Well, here is a Rainshadow SUR 1508f, built with lowriders for my friend Kwesi. The wrap is a predator, its kind of subtle but still bad ass and stealth like, I like it a lot. The blank surprised me when test casting and laying out the lowriders, its performance was very good.Enjoy it buddy


----------



## maor0 (Apr 24, 2010)

amazing!!!


----------



## Kwesi W. (Apr 14, 2006)

Chuck you are the MAN! It's almost to pretty to get fish slim on it... I SAID ALMOST.... LMAO.... As you know I'm fishing a Surf Tournament this weekend,a nd my plan is to use it for my Loooong Distance rod.. I can't wait to see how well it does..


----------



## gilly21 (Feb 15, 2006)

I like the "stealth". Subtle detail and classy looks better then wild and crazy IMHO. What was you time on this? This is number two right? Think I'm going to do predator on the Fusion if I ever get some time from work.


----------



## lil red jeep (Aug 17, 2007)

Beautiful rod!


----------



## Tacpayne (Dec 20, 2008)

gilly21 said:


> I like the "stealth". Subtle detail and classy looks better then wild and crazy IMHO. What was you time on this? This is number two right? Think I'm going to do predator on the Fusion if I ever get some time from work.


took 3 1/2-4hrs on the wrap. I personally like the "crazy" wraps I do, but your right this one is very nice and stealthy


----------



## narfpoit (Jun 16, 2004)

Does the thread color for the larger fish just match the blank color or is it the actual color of the blank coming through for that part?

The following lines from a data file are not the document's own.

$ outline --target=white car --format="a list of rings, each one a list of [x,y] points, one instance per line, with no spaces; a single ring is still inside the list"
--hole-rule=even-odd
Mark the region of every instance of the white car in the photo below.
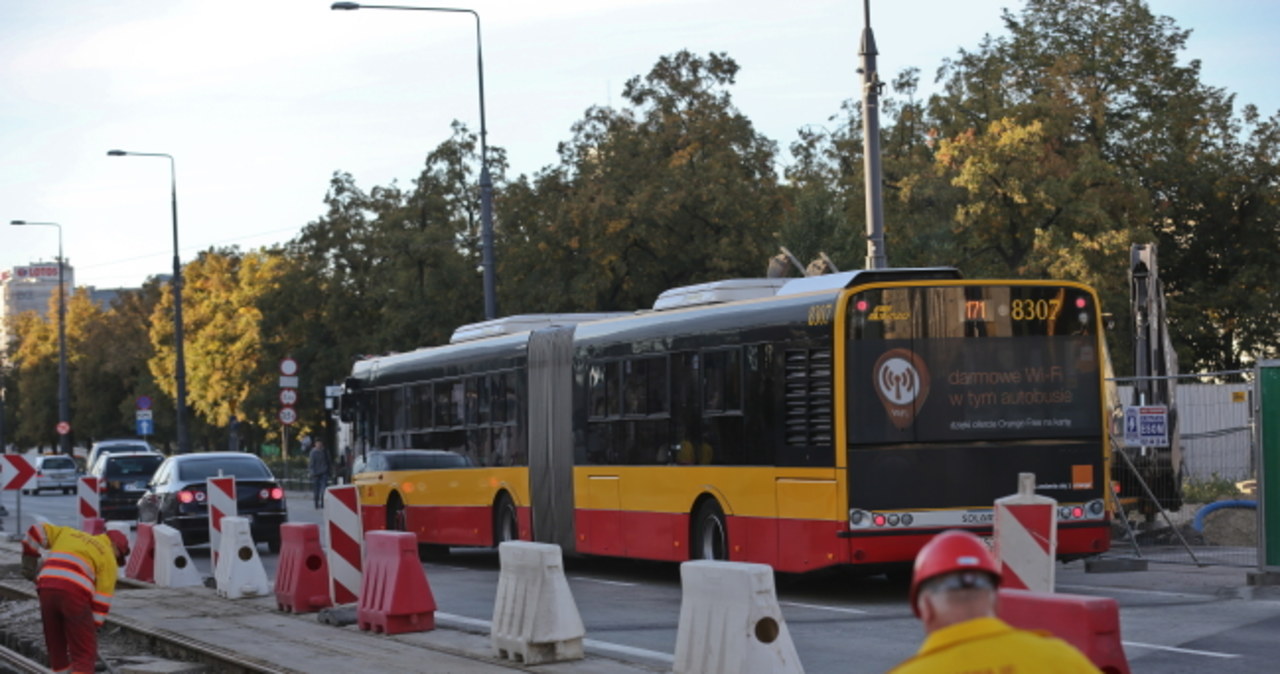
[[[33,486],[22,490],[23,494],[58,490],[61,490],[63,494],[72,494],[76,491],[76,480],[79,477],[76,459],[65,454],[41,454],[31,460],[31,466],[36,469],[36,481]]]

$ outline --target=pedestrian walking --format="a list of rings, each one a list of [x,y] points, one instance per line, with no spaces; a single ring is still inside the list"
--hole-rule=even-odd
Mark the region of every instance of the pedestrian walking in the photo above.
[[[977,536],[946,531],[933,537],[915,556],[910,592],[924,643],[890,674],[1100,671],[1065,641],[996,618],[998,586],[1000,565]]]
[[[42,564],[41,550],[47,550]],[[47,522],[27,529],[22,573],[36,581],[49,669],[93,671],[97,629],[111,610],[115,577],[128,554],[128,537],[114,529],[93,536]]]
[[[324,505],[324,489],[329,486],[329,453],[324,449],[324,440],[316,440],[311,445],[311,454],[307,457],[311,467],[311,486],[316,508]]]

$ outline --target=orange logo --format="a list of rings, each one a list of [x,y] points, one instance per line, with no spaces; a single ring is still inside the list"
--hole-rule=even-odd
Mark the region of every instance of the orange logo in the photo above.
[[[890,349],[876,361],[873,372],[876,393],[890,421],[906,430],[929,395],[929,368],[909,349]]]

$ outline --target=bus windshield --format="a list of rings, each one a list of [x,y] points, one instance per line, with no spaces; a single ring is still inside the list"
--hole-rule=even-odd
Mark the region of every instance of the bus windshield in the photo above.
[[[1101,434],[1097,307],[1083,288],[873,288],[846,316],[854,448]]]

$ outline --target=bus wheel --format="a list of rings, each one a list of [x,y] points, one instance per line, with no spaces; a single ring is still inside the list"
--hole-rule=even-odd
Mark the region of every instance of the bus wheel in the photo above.
[[[716,499],[707,499],[694,512],[694,559],[728,560],[728,528],[724,510]]]
[[[387,531],[404,531],[404,503],[399,494],[387,499]]]
[[[504,541],[518,541],[520,526],[516,523],[516,504],[511,496],[503,494],[498,496],[498,505],[493,509],[493,546],[498,547]]]

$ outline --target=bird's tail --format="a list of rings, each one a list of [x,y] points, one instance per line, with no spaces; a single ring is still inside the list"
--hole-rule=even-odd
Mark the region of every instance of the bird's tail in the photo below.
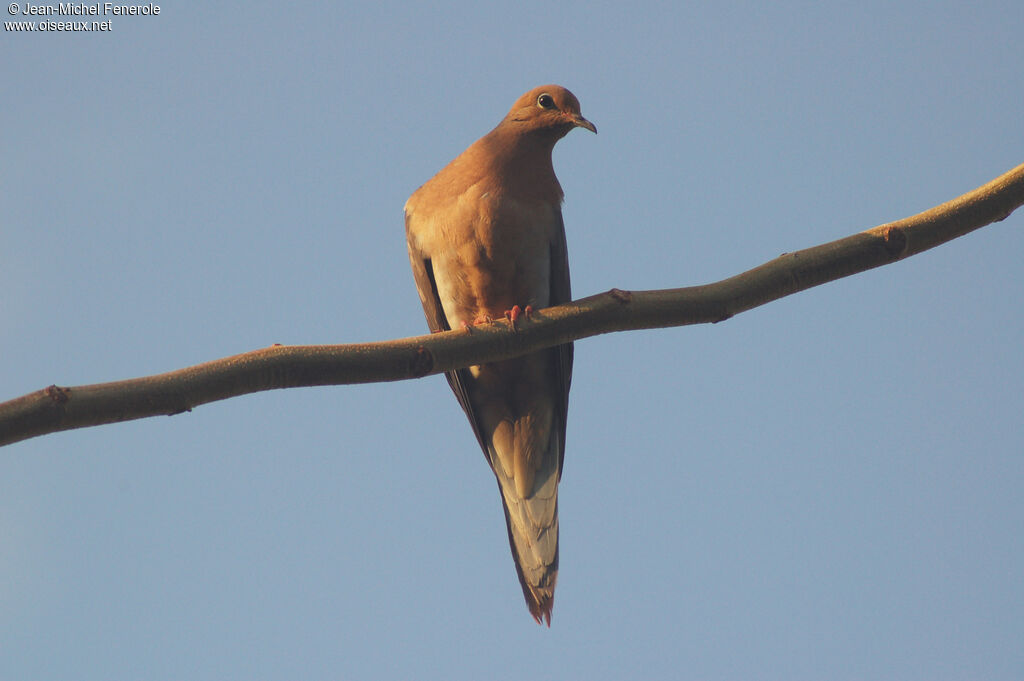
[[[498,476],[512,558],[529,613],[551,626],[558,579],[558,473],[538,480],[532,496],[522,498],[515,483]]]

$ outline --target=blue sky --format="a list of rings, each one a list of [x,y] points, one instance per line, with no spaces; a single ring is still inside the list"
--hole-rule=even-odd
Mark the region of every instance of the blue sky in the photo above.
[[[578,297],[916,213],[1024,162],[1022,35],[1009,0],[5,31],[0,399],[423,333],[401,207],[544,83],[600,131],[555,152]],[[1022,227],[578,343],[550,630],[440,377],[4,448],[0,678],[1021,678]]]

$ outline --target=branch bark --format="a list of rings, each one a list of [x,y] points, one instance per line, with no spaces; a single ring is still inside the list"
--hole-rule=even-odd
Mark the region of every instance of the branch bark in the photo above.
[[[260,390],[420,378],[590,336],[716,323],[784,296],[889,264],[1005,219],[1024,204],[1024,165],[912,217],[785,253],[735,276],[682,289],[611,291],[507,322],[378,343],[254,350],[156,376],[51,385],[0,403],[0,445],[37,435],[174,415]]]

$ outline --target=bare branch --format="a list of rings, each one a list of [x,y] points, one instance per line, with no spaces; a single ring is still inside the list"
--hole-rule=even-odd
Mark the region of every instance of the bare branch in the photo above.
[[[77,387],[51,385],[0,403],[0,445],[45,433],[173,415],[260,390],[373,383],[513,357],[613,331],[722,322],[753,307],[889,264],[986,224],[1024,204],[1024,165],[941,206],[846,239],[786,253],[705,286],[620,291],[505,322],[394,341],[254,350],[167,374]]]

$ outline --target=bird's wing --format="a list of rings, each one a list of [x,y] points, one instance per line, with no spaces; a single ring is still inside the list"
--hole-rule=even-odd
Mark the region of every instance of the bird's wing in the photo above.
[[[410,231],[411,219],[411,216],[407,213],[407,235]],[[414,242],[415,240],[413,239],[407,239],[407,243],[409,244],[409,260],[413,265],[413,279],[416,280],[416,290],[420,294],[420,303],[423,304],[423,313],[427,316],[427,324],[430,326],[430,331],[432,332],[451,331],[452,325],[449,324],[447,317],[444,315],[444,307],[441,305],[440,294],[437,292],[437,282],[434,279],[433,264],[430,258],[420,251]],[[487,445],[480,430],[480,422],[473,413],[473,407],[469,401],[469,394],[466,391],[466,386],[470,381],[469,370],[458,369],[445,372],[444,378],[447,379],[449,385],[452,386],[452,391],[455,392],[456,398],[458,398],[466,416],[469,417],[469,423],[473,426],[473,434],[476,435],[476,441],[479,442],[480,449],[483,451],[483,456],[489,464],[490,459],[487,455]],[[567,397],[566,393],[566,399]]]
[[[555,211],[558,223],[551,240],[551,298],[550,305],[561,305],[572,300],[569,285],[569,258],[565,246],[565,224],[562,212]],[[562,475],[562,461],[565,458],[565,424],[569,409],[569,385],[572,382],[572,343],[559,345],[557,361],[558,395],[555,407],[558,410],[558,476]]]

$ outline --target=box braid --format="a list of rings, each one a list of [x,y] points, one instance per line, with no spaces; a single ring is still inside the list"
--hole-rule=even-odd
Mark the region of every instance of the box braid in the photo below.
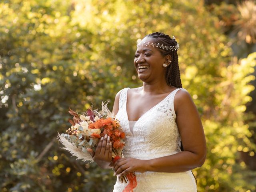
[[[155,42],[159,43],[160,44],[168,46],[175,46],[178,44],[174,38],[171,38],[169,35],[160,32],[155,32],[148,34],[145,37],[148,37],[157,39]],[[166,79],[167,84],[170,86],[174,86],[177,88],[182,88],[177,51],[160,49],[160,51],[164,56],[170,55],[172,57],[172,62],[167,67],[166,74]]]

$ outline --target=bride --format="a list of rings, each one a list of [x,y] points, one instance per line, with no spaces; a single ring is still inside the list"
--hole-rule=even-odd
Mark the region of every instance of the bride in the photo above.
[[[126,134],[123,157],[112,164],[106,135],[95,153],[88,149],[118,177],[134,172],[137,184],[130,191],[196,191],[191,170],[204,162],[205,138],[196,108],[182,88],[178,49],[174,36],[158,32],[137,44],[134,65],[143,86],[120,90],[113,109]],[[127,185],[118,179],[113,191]]]

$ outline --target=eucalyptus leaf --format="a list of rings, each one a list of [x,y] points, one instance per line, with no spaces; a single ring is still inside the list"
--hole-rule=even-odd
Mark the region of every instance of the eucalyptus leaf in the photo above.
[[[87,150],[86,150],[86,147],[83,147],[83,148],[82,148],[82,151],[83,152],[87,152]]]
[[[78,144],[78,145],[82,145],[85,142],[85,140],[84,140],[83,141],[81,141],[81,142],[80,142],[80,143],[79,143],[79,144]]]

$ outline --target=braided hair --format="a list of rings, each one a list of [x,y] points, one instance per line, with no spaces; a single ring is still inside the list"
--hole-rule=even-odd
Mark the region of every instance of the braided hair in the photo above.
[[[150,37],[157,39],[156,42],[168,46],[176,46],[178,43],[175,38],[172,38],[168,35],[160,32],[155,32],[147,35],[146,37]],[[172,57],[172,62],[167,68],[166,79],[167,84],[177,88],[182,88],[182,85],[180,80],[180,68],[177,51],[160,49],[162,55],[164,56],[170,55]]]

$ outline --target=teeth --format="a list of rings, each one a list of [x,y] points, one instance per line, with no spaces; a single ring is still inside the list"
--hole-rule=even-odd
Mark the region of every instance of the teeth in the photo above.
[[[148,68],[148,66],[139,66],[139,69],[144,69]]]

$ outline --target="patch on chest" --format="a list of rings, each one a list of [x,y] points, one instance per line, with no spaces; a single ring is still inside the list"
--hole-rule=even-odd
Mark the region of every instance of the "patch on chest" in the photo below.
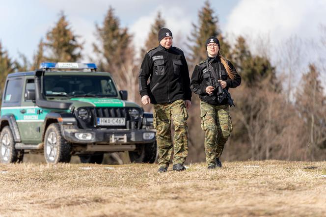
[[[153,61],[155,61],[158,59],[163,59],[164,58],[163,58],[163,55],[160,55],[158,56],[153,56],[152,57],[152,59],[153,59]]]

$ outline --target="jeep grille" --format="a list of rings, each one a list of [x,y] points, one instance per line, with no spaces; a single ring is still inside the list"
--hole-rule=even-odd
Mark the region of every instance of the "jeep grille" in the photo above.
[[[138,108],[116,108],[116,107],[101,107],[101,108],[83,108],[86,109],[90,113],[90,118],[86,120],[82,120],[78,118],[77,111],[75,111],[75,115],[81,127],[82,128],[108,128],[108,129],[140,129],[142,111]],[[130,114],[130,111],[133,108],[137,109],[140,115],[139,118],[134,119]],[[125,126],[109,126],[96,125],[96,121],[98,117],[123,117],[126,118]]]

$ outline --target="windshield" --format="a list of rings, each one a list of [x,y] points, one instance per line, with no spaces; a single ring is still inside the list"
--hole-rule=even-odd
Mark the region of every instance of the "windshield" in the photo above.
[[[47,96],[118,96],[109,76],[46,75],[43,77],[43,93]]]

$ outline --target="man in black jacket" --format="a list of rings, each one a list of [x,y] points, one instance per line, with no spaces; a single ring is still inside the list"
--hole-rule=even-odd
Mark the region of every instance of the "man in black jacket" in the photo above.
[[[174,125],[173,169],[182,171],[186,169],[183,163],[188,150],[187,109],[191,105],[189,72],[183,52],[172,46],[171,31],[163,28],[158,35],[160,45],[146,53],[141,64],[139,93],[142,104],[152,103],[154,107],[159,172],[166,172],[170,162],[171,117]]]

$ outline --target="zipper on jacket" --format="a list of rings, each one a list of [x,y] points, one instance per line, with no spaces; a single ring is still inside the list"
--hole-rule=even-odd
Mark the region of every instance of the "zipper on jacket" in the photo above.
[[[169,60],[168,59],[168,58],[169,58],[168,51],[166,51],[166,53],[167,53],[167,59],[168,59],[167,62],[169,62],[169,61],[168,61],[168,60]],[[167,64],[166,64],[166,66],[167,66]],[[168,100],[169,103],[170,103],[171,101],[170,101],[170,90],[169,90],[169,82],[170,81],[170,72],[169,72],[170,70],[169,70],[169,69],[169,69],[168,71],[167,70],[167,74],[168,74],[168,76],[167,76],[167,99]]]

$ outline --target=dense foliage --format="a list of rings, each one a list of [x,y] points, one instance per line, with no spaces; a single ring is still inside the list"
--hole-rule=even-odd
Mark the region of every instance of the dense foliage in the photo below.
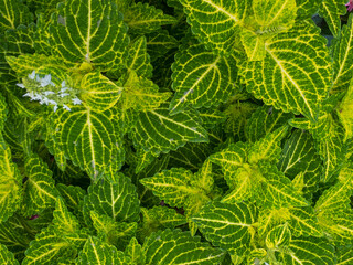
[[[353,264],[353,3],[0,0],[0,263]]]

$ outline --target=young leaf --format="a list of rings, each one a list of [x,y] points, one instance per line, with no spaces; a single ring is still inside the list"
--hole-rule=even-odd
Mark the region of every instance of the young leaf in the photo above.
[[[50,25],[52,53],[68,64],[92,63],[108,71],[126,56],[127,25],[108,0],[74,0],[58,6]]]
[[[84,211],[89,214],[107,214],[115,221],[133,222],[139,220],[139,200],[136,187],[122,173],[104,176],[88,188]]]
[[[165,104],[154,110],[140,113],[131,136],[135,145],[156,155],[175,150],[188,141],[208,140],[207,132],[201,127],[194,112],[185,110],[170,116]]]
[[[227,54],[235,45],[250,1],[182,0],[192,32],[208,50]]]
[[[19,261],[14,259],[13,253],[2,244],[0,244],[0,263],[4,265],[20,265]]]
[[[192,221],[215,246],[242,256],[249,247],[256,215],[253,204],[212,202],[193,216]]]
[[[79,252],[76,259],[77,265],[86,264],[111,264],[111,265],[125,265],[130,263],[130,258],[113,245],[101,242],[97,237],[89,236],[84,245],[82,252]]]
[[[0,14],[1,32],[15,29],[20,24],[29,24],[33,20],[33,14],[20,0],[1,0]]]
[[[0,134],[0,223],[7,221],[20,208],[21,182],[20,171],[12,162],[10,147]]]
[[[188,232],[164,230],[151,234],[143,243],[147,265],[220,264],[224,252],[191,237]]]
[[[334,36],[338,36],[341,30],[340,15],[346,13],[345,3],[345,0],[323,0],[320,4],[319,14],[324,18]]]
[[[32,216],[46,208],[55,205],[58,195],[53,172],[36,155],[32,155],[24,163],[28,180],[23,186],[23,212],[25,216]]]
[[[351,14],[347,24],[344,24],[338,41],[333,44],[333,87],[332,92],[345,91],[353,76],[353,15]]]
[[[236,88],[235,55],[214,55],[202,44],[176,53],[172,71],[175,94],[169,106],[171,115],[184,110],[188,105],[195,108],[217,106]]]
[[[247,91],[286,113],[315,120],[330,87],[325,41],[311,24],[303,24],[277,34],[265,50],[263,61],[246,66]]]
[[[110,110],[98,113],[85,107],[73,107],[71,112],[60,108],[53,116],[55,140],[93,179],[114,166],[108,165],[117,153],[111,118]]]
[[[175,18],[163,14],[162,10],[141,2],[130,6],[124,13],[124,21],[128,24],[129,31],[135,34],[150,33],[161,29],[161,25],[176,22]]]
[[[81,98],[87,108],[105,112],[120,98],[124,87],[101,75],[99,72],[86,74],[81,83]]]
[[[139,244],[136,237],[130,240],[130,243],[125,248],[125,256],[130,257],[131,264],[145,265],[146,256],[142,252],[142,246]]]

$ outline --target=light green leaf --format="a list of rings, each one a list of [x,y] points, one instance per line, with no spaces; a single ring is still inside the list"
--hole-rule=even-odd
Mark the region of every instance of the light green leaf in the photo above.
[[[147,265],[220,264],[224,252],[200,242],[189,232],[164,230],[151,234],[143,243]]]
[[[288,224],[282,224],[274,227],[266,235],[266,246],[268,248],[281,248],[289,245],[291,241],[291,233]]]
[[[278,254],[279,262],[288,265],[333,265],[335,264],[334,247],[324,239],[292,239],[289,251]]]
[[[125,250],[125,256],[130,257],[131,264],[135,265],[145,265],[146,256],[142,252],[142,246],[139,244],[136,237],[132,237],[130,243]]]
[[[116,166],[108,163],[117,153],[111,119],[110,110],[98,113],[81,106],[71,112],[60,108],[53,115],[55,140],[74,165],[93,179]]]
[[[138,221],[140,208],[136,187],[122,173],[104,176],[88,187],[84,211],[107,214],[115,221]]]
[[[150,55],[147,53],[146,36],[135,40],[129,49],[127,68],[133,70],[138,76],[152,77],[153,67],[150,64]]]
[[[69,243],[61,239],[53,226],[49,226],[31,242],[22,264],[46,265],[57,262],[57,258],[72,259],[75,255],[76,253],[69,250]]]
[[[344,127],[344,141],[353,137],[353,84],[351,83],[345,96],[339,105],[338,115]]]
[[[14,259],[13,253],[2,244],[0,244],[0,263],[3,265],[20,265],[19,261]]]
[[[99,239],[115,245],[118,250],[125,250],[130,239],[135,236],[137,223],[115,222],[110,216],[90,211],[90,219],[97,230]]]
[[[311,24],[301,24],[274,36],[265,50],[263,61],[246,66],[247,91],[267,105],[315,120],[330,87],[325,40]]]
[[[183,168],[172,168],[140,182],[153,194],[171,206],[186,206],[189,203],[208,201],[206,193],[192,183],[193,173]],[[192,205],[190,205],[192,206]]]
[[[86,265],[89,263],[125,265],[130,263],[130,258],[117,251],[115,246],[104,243],[95,236],[89,236],[83,251],[78,254],[76,264]]]
[[[33,14],[29,8],[20,0],[0,1],[0,30],[15,29],[20,24],[29,24],[33,20]]]
[[[168,206],[153,206],[152,209],[141,208],[142,229],[149,235],[159,229],[174,229],[186,223],[186,218]]]
[[[160,93],[158,85],[135,71],[129,72],[128,80],[124,84],[124,112],[132,108],[135,112],[153,110],[170,97],[170,93]]]
[[[129,43],[122,15],[108,0],[65,1],[50,32],[53,54],[68,64],[92,63],[103,72],[122,62]]]
[[[214,201],[206,204],[192,221],[213,245],[243,255],[249,247],[256,215],[253,204]]]
[[[163,14],[162,10],[156,9],[148,3],[132,3],[124,13],[124,21],[129,26],[129,32],[135,34],[146,34],[152,31],[160,30],[162,25],[173,24],[176,19]]]
[[[346,13],[345,0],[323,0],[319,14],[324,18],[333,36],[338,36],[341,30],[341,18]]]
[[[17,72],[19,77],[26,77],[32,73],[45,68],[55,68],[57,71],[66,72],[68,67],[60,62],[58,57],[45,56],[43,54],[21,54],[20,56],[7,56],[7,62],[11,68]],[[55,76],[53,76],[55,77]],[[55,78],[53,78],[54,82]],[[61,84],[63,80],[58,82]]]
[[[0,223],[21,206],[22,177],[12,162],[10,147],[0,134]]]
[[[74,214],[68,212],[67,206],[62,198],[56,198],[56,205],[53,212],[53,224],[62,234],[75,233],[79,229],[79,224]]]
[[[255,142],[269,132],[287,124],[292,118],[292,114],[287,114],[269,106],[257,108],[246,124],[246,138]]]
[[[237,68],[235,55],[214,55],[202,44],[182,50],[172,65],[171,115],[183,112],[188,105],[195,108],[217,106],[236,88]]]
[[[293,188],[291,181],[274,165],[261,165],[266,180],[258,189],[257,201],[264,208],[308,206],[309,202]]]
[[[244,22],[249,1],[182,0],[192,32],[216,53],[233,50],[239,25]]]
[[[36,155],[32,155],[24,163],[28,180],[23,186],[23,212],[25,216],[32,216],[46,208],[55,205],[58,195],[53,172]]]
[[[318,11],[322,0],[296,0],[296,2],[298,19],[309,19]]]
[[[313,139],[304,130],[296,130],[285,142],[278,169],[287,177],[299,181],[298,189],[311,195],[318,189],[323,170]]]
[[[65,200],[66,206],[69,211],[78,212],[81,210],[81,203],[84,200],[86,191],[78,186],[65,186],[63,183],[56,184],[61,197]]]
[[[353,76],[353,15],[344,24],[333,45],[333,87],[332,92],[345,91]]]
[[[147,35],[147,52],[151,61],[163,56],[169,50],[178,47],[178,40],[167,30],[154,31]]]
[[[352,245],[340,247],[338,251],[336,265],[349,265],[353,262],[353,247]]]
[[[132,140],[146,151],[168,152],[189,142],[207,142],[208,137],[197,115],[192,110],[170,116],[168,106],[161,105],[156,110],[140,113]]]
[[[255,165],[259,161],[277,162],[280,157],[279,145],[287,131],[288,126],[282,126],[254,142],[247,153],[249,163]]]
[[[120,99],[124,87],[111,82],[99,72],[86,74],[79,83],[81,98],[87,108],[105,112]]]

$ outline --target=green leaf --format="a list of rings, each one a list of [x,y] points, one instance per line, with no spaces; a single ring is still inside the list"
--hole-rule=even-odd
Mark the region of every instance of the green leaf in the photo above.
[[[287,135],[287,131],[288,126],[282,126],[254,142],[247,153],[249,163],[278,161],[280,156],[280,140]]]
[[[327,240],[318,237],[292,239],[289,244],[288,253],[278,254],[279,262],[288,265],[315,264],[333,265],[335,264],[334,248]]]
[[[147,53],[146,36],[140,36],[132,42],[126,64],[127,68],[129,71],[133,70],[138,76],[152,77],[153,67]]]
[[[212,50],[227,54],[233,50],[239,25],[244,22],[249,1],[182,0],[192,32]]]
[[[298,19],[309,19],[318,11],[321,0],[296,0],[296,2]]]
[[[330,87],[324,39],[311,24],[299,25],[274,36],[265,50],[263,61],[246,66],[247,91],[267,105],[315,120]]]
[[[146,256],[142,252],[142,246],[139,244],[136,237],[132,237],[130,243],[125,250],[125,256],[130,257],[131,264],[145,265]]]
[[[23,186],[23,212],[25,216],[32,216],[46,208],[54,208],[56,197],[53,172],[36,155],[32,155],[24,163],[28,180]]]
[[[347,24],[344,24],[338,41],[333,44],[333,92],[345,91],[353,76],[353,15],[350,15]]]
[[[186,218],[168,206],[153,206],[152,209],[141,208],[142,229],[149,235],[159,229],[174,229],[186,223]]]
[[[33,20],[33,14],[29,8],[20,0],[0,1],[0,30],[15,29],[20,24],[29,24]]]
[[[206,202],[210,198],[206,193],[192,183],[193,173],[183,168],[172,168],[146,178],[140,182],[153,194],[171,206],[194,206],[195,202]]]
[[[172,65],[171,115],[183,112],[188,105],[195,108],[217,106],[228,99],[237,78],[235,56],[214,55],[202,44],[182,50]]]
[[[96,112],[105,112],[120,99],[124,87],[111,82],[99,72],[86,74],[79,86],[82,88],[81,98],[87,108]]]
[[[57,258],[74,258],[76,255],[69,250],[69,243],[60,237],[53,226],[49,226],[36,234],[25,251],[23,265],[46,265],[57,262]]]
[[[77,265],[86,264],[111,264],[125,265],[130,263],[130,258],[113,245],[108,245],[95,236],[89,236],[82,252],[76,259]]]
[[[143,243],[146,264],[220,264],[224,252],[200,242],[188,232],[164,230],[151,234]]]
[[[266,246],[268,248],[286,247],[291,241],[291,233],[288,224],[278,225],[269,231],[266,235]]]
[[[353,116],[352,116],[353,84],[350,85],[345,96],[339,105],[338,115],[344,127],[344,141],[353,137]]]
[[[333,36],[338,36],[341,30],[341,18],[346,13],[344,0],[323,0],[320,4],[319,14],[324,18]]]
[[[84,211],[107,214],[115,221],[138,221],[140,208],[136,187],[122,173],[104,176],[88,187]]]
[[[145,151],[156,155],[168,152],[189,142],[206,142],[207,132],[201,127],[196,113],[185,110],[170,116],[168,106],[140,113],[132,140],[136,146],[141,146]]]
[[[2,244],[0,244],[0,262],[3,265],[20,265],[20,263],[14,259],[13,253]]]
[[[108,0],[60,4],[50,33],[54,55],[68,64],[92,63],[103,72],[122,62],[129,43],[122,15]]]
[[[246,124],[246,138],[255,142],[269,132],[287,124],[292,118],[292,114],[287,114],[269,106],[257,108]]]
[[[79,229],[77,219],[68,212],[62,198],[56,199],[55,210],[53,212],[53,224],[61,233],[75,233]]]
[[[170,93],[160,93],[159,87],[150,80],[129,72],[124,84],[124,110],[133,108],[135,112],[153,110],[170,97]]]
[[[65,156],[93,179],[114,167],[109,161],[116,157],[117,139],[111,119],[110,110],[98,113],[84,107],[71,112],[60,108],[53,115],[55,140]]]
[[[10,147],[0,135],[0,223],[21,206],[22,177],[12,162]]]
[[[78,186],[65,186],[63,183],[56,184],[61,197],[65,200],[66,206],[72,212],[78,212],[81,204],[84,201],[86,191]]]
[[[253,204],[214,201],[206,204],[192,221],[213,245],[243,255],[249,247],[256,215]]]
[[[148,3],[132,3],[124,13],[124,21],[128,24],[129,31],[135,34],[146,34],[160,30],[162,25],[173,24],[176,19],[163,14],[162,10],[156,9]]]
[[[178,40],[167,30],[154,31],[147,35],[147,52],[151,61],[163,56],[169,50],[178,47]]]

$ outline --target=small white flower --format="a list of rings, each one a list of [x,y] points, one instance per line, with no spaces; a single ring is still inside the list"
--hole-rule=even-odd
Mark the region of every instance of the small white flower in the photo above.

Either way looks cool.

John


----------



## Tacpayne (Dec 20, 2008)

narfpoit said:


> Does the thread color for the larger fish just match the blank color or is it the actual color of the blank coming through for that part? Either way looks cool.
> 
> John


Actually in natural lighting the thread doesnt match the blank that much. You cant even see the trim bands on the guides in these pics. The fish does match his very nice reel though, almost perfect. The flash from the camera makes the blank look much lighter in color than it is in person.


----------



## Fishinbuddy (Mar 11, 2009)

Really nice job Chuck. I like the stealthy look also.


----------



## RuddeDogg (Mar 20, 2004)

Sweet.


----------



## Cluck (Feb 27, 2006)

Tacpayne, How far from the lip of the spool is the first guide with low riders?


----------



## Tacpayne (Dec 20, 2008)

Cluck said:


> Tacpayne, How far from the lip of the spool is the first guide with low riders?


I measured from the stem of the reel, I have to go look at my notes again, but I think it was about 48-49"


----------



## Cluck (Feb 27, 2006)

Thanks,having a 1502 built with lowriders and I requested 47 inches from the lip of the spool.


----------